L’expérience m’a montré que bien souvent il s’agit de deux niveaux différents de traitement de ces questions qui se confrontent sans parvenir à trouver un terrain intermédiaire d’entente : un niveau analytique, en recul, "froid", qui examine les chiffres, les coûts, les enjeux, les projections sur l’avenir, les mesures possibles avec pragmatisme ; et un niveau de proximité, humaniste, qui s’attache aux individus, à ce qu’ils sont et à leur devenir immédiat. Et il y a malheureusement une réelle intolérance entre les tenants des deux approches, surtout des "humanistes" envers les "pragmatiques" serais-je tenter de dire, en raison de la force émotionnelle qui les attache à leur cause, intolérance qui conduit régulièrement à ces dérapages verbaux, attitudes agressives et manifestations houleuses, qui perturbent terriblement les débats de fond. Il a ainsi fallu un temps infini, pour que, au sein même du "Comité de veille" bimensuel, regroupant les responsables de l’Etat et acteurs associatifs en charge des questions d’hébergement du département de l’Isère, l’on puisse sortir d’une situation d’opposition systématique pour évoluer vers un début d’approche collaborative.
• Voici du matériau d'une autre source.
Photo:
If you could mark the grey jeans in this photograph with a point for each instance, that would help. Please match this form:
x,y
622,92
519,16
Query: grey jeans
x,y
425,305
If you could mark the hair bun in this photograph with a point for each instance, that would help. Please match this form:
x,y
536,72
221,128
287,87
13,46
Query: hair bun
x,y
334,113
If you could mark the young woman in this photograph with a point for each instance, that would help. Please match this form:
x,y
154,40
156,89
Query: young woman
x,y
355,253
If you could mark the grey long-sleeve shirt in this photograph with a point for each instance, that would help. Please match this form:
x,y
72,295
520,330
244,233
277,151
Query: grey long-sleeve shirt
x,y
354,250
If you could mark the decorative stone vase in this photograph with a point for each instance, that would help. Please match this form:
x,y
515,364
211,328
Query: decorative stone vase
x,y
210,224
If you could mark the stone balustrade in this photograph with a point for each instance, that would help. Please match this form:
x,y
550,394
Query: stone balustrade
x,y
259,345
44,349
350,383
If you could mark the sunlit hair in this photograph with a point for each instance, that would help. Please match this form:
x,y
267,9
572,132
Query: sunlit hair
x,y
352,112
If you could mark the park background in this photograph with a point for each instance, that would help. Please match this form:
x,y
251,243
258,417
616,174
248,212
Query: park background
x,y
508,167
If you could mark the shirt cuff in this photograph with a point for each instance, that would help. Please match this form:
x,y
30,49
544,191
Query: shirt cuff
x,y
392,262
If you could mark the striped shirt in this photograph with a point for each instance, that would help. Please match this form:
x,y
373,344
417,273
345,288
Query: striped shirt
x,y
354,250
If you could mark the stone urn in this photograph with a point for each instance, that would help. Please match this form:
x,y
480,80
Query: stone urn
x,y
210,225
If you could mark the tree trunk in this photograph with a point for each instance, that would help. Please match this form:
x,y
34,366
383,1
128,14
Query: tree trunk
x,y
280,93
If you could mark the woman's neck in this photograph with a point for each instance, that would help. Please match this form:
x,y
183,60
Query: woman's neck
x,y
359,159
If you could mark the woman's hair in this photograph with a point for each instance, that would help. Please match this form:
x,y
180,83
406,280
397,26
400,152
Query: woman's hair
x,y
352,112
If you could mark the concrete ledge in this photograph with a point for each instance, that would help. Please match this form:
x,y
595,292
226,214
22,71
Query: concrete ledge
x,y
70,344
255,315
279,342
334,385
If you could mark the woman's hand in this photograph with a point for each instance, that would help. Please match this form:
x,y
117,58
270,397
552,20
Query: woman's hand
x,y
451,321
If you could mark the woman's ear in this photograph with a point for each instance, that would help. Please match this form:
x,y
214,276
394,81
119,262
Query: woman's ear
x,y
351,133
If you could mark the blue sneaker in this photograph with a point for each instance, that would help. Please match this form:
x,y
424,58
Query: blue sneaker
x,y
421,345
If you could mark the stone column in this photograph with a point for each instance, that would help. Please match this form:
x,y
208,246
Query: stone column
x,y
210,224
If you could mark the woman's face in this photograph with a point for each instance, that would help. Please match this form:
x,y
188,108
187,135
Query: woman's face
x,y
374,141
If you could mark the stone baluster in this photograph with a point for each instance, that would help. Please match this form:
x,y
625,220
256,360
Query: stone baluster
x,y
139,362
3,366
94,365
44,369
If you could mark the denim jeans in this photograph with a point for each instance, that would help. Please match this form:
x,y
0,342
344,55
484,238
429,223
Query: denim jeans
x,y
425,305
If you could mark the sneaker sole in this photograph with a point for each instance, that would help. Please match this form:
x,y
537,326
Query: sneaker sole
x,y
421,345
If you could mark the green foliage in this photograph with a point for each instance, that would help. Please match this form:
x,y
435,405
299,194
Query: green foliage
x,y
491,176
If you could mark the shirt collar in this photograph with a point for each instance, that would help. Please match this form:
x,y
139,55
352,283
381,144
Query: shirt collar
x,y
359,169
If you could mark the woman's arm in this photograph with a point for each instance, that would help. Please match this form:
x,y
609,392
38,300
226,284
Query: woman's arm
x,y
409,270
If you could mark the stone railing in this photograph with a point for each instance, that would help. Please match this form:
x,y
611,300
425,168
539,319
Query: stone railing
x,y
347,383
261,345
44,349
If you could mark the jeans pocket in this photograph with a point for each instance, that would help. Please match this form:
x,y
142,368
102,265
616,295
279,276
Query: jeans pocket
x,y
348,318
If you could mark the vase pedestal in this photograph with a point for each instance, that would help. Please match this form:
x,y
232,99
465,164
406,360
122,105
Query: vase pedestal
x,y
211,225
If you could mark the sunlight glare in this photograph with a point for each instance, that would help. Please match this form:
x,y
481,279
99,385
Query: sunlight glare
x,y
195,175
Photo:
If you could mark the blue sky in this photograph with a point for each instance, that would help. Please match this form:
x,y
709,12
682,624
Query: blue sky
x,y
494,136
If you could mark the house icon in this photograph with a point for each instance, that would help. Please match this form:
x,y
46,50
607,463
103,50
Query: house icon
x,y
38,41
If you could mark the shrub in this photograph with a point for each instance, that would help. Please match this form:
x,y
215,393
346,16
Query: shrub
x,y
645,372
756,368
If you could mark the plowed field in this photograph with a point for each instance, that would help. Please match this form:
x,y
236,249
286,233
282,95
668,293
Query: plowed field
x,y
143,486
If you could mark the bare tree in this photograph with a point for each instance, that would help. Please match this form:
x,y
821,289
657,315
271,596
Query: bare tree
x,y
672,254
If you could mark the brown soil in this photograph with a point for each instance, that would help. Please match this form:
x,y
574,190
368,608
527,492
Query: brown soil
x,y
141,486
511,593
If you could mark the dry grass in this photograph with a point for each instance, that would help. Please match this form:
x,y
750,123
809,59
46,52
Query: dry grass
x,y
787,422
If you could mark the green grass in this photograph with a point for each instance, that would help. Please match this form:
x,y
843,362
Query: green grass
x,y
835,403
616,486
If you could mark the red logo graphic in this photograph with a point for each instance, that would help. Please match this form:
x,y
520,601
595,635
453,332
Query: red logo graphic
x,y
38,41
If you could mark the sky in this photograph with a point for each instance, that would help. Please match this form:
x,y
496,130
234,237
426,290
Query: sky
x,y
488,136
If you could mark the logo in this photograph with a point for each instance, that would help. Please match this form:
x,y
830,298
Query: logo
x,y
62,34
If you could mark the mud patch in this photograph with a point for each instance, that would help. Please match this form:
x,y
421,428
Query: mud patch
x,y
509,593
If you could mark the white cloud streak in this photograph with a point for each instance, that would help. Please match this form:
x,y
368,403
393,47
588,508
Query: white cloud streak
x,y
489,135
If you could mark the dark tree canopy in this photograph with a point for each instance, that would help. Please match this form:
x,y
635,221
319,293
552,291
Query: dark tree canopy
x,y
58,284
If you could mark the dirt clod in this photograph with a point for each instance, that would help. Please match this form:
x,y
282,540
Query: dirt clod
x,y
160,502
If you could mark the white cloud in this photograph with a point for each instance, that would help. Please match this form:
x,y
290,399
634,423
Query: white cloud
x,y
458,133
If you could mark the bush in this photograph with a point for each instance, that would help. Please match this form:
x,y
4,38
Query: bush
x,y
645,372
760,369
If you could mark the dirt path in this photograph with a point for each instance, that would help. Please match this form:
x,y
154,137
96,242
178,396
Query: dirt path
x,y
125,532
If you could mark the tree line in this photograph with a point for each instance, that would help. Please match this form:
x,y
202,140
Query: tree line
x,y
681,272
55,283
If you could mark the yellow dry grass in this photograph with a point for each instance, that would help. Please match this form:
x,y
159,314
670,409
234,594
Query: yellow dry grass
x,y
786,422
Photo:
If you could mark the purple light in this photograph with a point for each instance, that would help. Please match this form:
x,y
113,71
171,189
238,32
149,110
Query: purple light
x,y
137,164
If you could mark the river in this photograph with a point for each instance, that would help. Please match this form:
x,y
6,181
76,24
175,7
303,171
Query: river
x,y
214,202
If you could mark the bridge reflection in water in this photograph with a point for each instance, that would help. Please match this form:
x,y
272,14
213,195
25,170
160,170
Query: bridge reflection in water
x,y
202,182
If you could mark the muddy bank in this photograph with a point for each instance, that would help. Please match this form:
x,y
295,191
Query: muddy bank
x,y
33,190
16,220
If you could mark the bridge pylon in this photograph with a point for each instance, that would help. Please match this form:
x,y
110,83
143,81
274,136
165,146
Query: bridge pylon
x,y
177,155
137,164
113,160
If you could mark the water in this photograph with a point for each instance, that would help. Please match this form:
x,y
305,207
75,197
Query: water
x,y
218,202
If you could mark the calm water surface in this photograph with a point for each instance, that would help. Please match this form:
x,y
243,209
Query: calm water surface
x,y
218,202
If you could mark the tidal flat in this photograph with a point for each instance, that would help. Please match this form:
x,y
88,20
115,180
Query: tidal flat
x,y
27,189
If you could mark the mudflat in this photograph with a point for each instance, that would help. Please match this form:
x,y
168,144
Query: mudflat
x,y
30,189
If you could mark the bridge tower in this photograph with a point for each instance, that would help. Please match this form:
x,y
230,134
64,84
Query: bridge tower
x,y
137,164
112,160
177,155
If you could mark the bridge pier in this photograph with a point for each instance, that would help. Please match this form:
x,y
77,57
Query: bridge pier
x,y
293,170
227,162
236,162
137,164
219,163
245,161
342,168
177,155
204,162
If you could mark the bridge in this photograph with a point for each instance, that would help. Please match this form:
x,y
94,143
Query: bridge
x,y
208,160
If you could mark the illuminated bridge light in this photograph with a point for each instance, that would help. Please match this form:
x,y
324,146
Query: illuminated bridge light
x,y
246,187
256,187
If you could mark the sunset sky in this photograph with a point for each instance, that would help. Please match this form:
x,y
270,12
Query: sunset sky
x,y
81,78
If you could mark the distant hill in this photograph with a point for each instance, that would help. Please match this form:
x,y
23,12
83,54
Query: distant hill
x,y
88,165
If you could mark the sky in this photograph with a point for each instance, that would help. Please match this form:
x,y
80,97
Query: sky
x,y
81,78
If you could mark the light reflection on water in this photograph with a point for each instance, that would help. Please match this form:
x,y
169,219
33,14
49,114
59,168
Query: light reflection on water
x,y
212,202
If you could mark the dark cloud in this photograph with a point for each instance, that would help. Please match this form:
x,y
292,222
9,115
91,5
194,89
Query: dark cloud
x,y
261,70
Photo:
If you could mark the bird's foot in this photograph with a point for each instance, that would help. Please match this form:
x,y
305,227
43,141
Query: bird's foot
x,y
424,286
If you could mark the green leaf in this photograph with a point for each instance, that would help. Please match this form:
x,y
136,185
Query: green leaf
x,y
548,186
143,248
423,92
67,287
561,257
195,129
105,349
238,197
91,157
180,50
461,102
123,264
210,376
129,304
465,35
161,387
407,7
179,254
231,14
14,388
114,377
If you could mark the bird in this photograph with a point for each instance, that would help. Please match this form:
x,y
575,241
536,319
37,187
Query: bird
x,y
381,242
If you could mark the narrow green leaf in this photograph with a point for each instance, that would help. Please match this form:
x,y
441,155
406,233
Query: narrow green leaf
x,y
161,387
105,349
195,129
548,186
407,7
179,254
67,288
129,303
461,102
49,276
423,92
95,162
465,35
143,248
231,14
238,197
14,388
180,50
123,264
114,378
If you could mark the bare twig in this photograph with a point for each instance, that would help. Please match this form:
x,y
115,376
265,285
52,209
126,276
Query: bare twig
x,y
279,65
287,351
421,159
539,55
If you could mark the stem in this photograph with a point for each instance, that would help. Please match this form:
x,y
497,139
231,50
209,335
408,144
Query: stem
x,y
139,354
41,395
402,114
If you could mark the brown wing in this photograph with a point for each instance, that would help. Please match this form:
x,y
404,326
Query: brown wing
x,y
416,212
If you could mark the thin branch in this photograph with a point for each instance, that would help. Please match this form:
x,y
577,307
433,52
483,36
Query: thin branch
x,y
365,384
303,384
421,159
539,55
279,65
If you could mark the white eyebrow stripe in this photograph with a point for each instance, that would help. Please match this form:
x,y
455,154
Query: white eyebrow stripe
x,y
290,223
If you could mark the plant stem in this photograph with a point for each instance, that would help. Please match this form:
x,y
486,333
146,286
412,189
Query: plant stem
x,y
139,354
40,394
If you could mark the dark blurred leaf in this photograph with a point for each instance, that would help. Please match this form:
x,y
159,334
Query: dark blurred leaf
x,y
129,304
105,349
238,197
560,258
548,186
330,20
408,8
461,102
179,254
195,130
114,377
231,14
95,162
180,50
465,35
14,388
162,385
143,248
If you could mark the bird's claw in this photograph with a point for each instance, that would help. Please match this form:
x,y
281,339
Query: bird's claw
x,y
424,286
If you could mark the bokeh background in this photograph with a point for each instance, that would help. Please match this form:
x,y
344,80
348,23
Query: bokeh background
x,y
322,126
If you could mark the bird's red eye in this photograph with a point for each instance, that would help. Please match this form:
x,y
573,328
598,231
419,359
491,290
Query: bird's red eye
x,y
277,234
Au fond l’approche "humaniste" s’en tient souvent à des principes et à la défense de situations particulières - tel individu, tel ménage, tel campement - au regard desquelles les enjeux globaux ne peuvent pas être pris en considération. De son côté l’approche "pragmatique" voudrait s’en tenir à un cadre de règles structurantes, à partir desquelles les situations individuelles sont examinées sans tenir compte outre mesure des difficultés humaines particulières qu'elles engendrent. On voit comment cette opposition peut faire écho aux drames humains du passé, et aux conflits entre les tenants de telle ou telle attitude, mais on semble quand même oublier qu'aujourd'hui chez nous on n'extermine pas les personnes reconduites à la frontière et qu'il n'y a pas de torture généralisée et institutionnalisée. Pour illustrer cette dérive collective, je me souviens avoir été particulièrement choqué par un article du magazine Télérama sur le discours de Grenoble et la question des campements roms, qui était accompagné de la photo d'un officier SS.
Moi-même pris dans la tension d’être habité en même temps par ces deux approches, pragmatiques et humanistes, ce n’est pas sans difficultés personnelles que j’ai pu "tenir" mon poste en ces périodes agitées, en m’imposant par exemple une distance avec les enfants hébergés dans le centre, pour préserver ma capacité à prendre les décisions difficiles que mon éthique personnelle et la volonté de préserver le sens de la mission d’hébergement d’urgence me conduisaient à prendre.
Ce clivage que l’on retrouve sur le terrain autant qu’au sein de la représentation politique est grave de conséquences car il entraîne une forme de paralysie de décision et d’action. Il n’y a pas de cap ou de direction claire et durable, et nous subissons plus qu’autre chose les pressions migratoires avec beaucoup de naïveté et d’amateurisme tant la complexité des enjeux échappe à notre compréhension, chacun agissant dans l’immédiateté de ses émotions.
Et l'on doit redouter les conséquences de cette impossibilité de dialogue et de décision, qui se traduit par l'accumulation de bombes sociales à retardement, qui faute d'avoir été désamorcées quand il en était encore temps, pourraient bien réveiller ces démons intérieurs dont la crainte a paralysé notre action. C'est d'ailleurs un autre débat collectif qu'il serait bon de conduire que de réaliser que c'est notre excès de peur d'un retour des démons du passé qui contribue à créer les conditions objectives de leur retour.